20 years of blogging: a two-decade journey through web gaming history
Talking about Actionscript 3, Flash, Game development, HTML5 and Phaser.
Today marks a milestone I honestly never thought I’d reach when I typed my very first post: www.emanueleferonato.com is officially 20 years old.
Two decades. In internet years, that’s practically ancient.
I’m not a fan of self-congratulatory speeches, so I won’t bore you with a list of personal achievements. Instead, I want to use this milestone to look back at the incredible, volatile, and fascinating evolution of web gaming from 2006 to today; a history that this blog has had the privilege of documenting step by step.
Here is what the world looked like through the lens of a web developer over the last 20 years.
2006 – 2010: The Golden Age of Flash
When this blog started in 2006, the web was a playground powered by Adobe Flash and ActionScript. It was a magical era for indie developers.
- Portal sites like Newgrounds, Kongregate, and Armor Games were booming.
- A single developer could code a game in their bedroom, upload it, and see millions of people play it within days.

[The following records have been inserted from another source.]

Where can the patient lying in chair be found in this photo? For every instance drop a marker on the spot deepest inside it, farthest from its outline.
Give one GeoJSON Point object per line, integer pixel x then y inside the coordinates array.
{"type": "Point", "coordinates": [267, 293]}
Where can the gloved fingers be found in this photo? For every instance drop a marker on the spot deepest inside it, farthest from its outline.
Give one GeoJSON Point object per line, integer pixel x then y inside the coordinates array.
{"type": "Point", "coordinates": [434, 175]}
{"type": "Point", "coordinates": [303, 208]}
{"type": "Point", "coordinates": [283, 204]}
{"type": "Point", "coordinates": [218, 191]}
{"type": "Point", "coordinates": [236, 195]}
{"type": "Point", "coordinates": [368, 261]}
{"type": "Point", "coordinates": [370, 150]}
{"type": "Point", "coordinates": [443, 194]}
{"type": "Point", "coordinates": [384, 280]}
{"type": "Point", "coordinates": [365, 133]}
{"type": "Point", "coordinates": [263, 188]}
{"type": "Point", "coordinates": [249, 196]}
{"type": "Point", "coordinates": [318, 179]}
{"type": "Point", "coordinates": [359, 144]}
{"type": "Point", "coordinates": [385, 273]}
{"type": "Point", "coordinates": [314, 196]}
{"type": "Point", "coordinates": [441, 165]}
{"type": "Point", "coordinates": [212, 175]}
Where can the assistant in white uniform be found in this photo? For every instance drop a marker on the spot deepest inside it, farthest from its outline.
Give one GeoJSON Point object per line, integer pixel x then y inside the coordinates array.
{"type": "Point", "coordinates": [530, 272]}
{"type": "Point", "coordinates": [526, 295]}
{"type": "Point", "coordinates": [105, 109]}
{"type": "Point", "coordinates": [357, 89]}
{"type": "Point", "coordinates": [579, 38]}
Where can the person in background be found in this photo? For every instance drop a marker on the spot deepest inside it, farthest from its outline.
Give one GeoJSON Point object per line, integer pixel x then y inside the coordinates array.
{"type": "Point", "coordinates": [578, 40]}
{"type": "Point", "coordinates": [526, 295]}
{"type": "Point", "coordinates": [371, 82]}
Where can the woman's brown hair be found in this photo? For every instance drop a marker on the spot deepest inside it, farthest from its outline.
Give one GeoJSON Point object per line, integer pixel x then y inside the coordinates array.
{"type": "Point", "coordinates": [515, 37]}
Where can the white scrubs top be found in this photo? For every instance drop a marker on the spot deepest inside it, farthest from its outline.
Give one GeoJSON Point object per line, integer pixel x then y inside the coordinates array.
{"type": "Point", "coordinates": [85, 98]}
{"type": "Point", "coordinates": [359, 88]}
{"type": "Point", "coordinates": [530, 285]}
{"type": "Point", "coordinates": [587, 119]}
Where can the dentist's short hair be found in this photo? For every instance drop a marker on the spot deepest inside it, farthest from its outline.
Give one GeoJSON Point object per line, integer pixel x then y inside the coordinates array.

- This blog thrived on sharing Flash tutorials, breaking down physics engines, and helping creators optimize their SWF files.
It was the wild west of casual gaming, and it was glorious.
2011 – 2015: The Great Transition & The Death of a Giant
Then came Steve Jobs’ famous “Thoughts on Flash” memo, followed by the rapid rise of smartphones. Almost overnight, the web gaming landscape fractured.
- We had to learn HTML5 and JavaScript while they were still in their infancy.
- Performance was sluggish, audio APIs were broken, and “mobile web gaming” felt like an uphill battle.
- This was the era where we said goodbye to Flash and welcomed frameworks like Phaser, PixiJS, and CreateJS. It was a stressful but exciting time of reinvention.
2016 – 2020: Maturity, Hyper-Casual, and the IO Game Boom
By 2016, HTML5 had grown up. Web games were now running smoothly at 60 FPS on mobile browsers.
- We witnessed the explosion of .io games (like Agar.io and Slither.io), proving that multiplayer web games could scale to millions of concurrent players using WebSockets.
- Instant Games on platforms like Facebook redefined “hyper-casual” gaming.
- On the blog, I shifted from basic prototypes to complex systems: procedural generation, complex physics, and cross-platform deployment.
2021 – 2026: WebGL, WebGPU, and Beyond
Today, the line between a “desktop game” and a “web game” is blurrier than ever.
- With WebGL and the integration of WebGPU, we are rendering stunning 3D graphics directly in the browser without plugins.
- Tools like Defold, Three.js, and even Unity exports have turned the browser into a high-performance console.
- Web gaming is no longer just about “killing 5 minutes at work”; it’s a sophisticated ecosystem of cloud gaming, WASM-powered performance, and instant-play experiences.
A Sincere Thank You
Through every paradigm shift, API change, and dead language, you have been here.
To everyone who has read a tutorial, left a comment, pointed out a bug in my code, bought a book, or simply used one of my prototypes to build their own game: thank you. You are the reason this blog didn’t die out in year three or four. Your curiosity has kept my own curiosity alive for 7,305 days.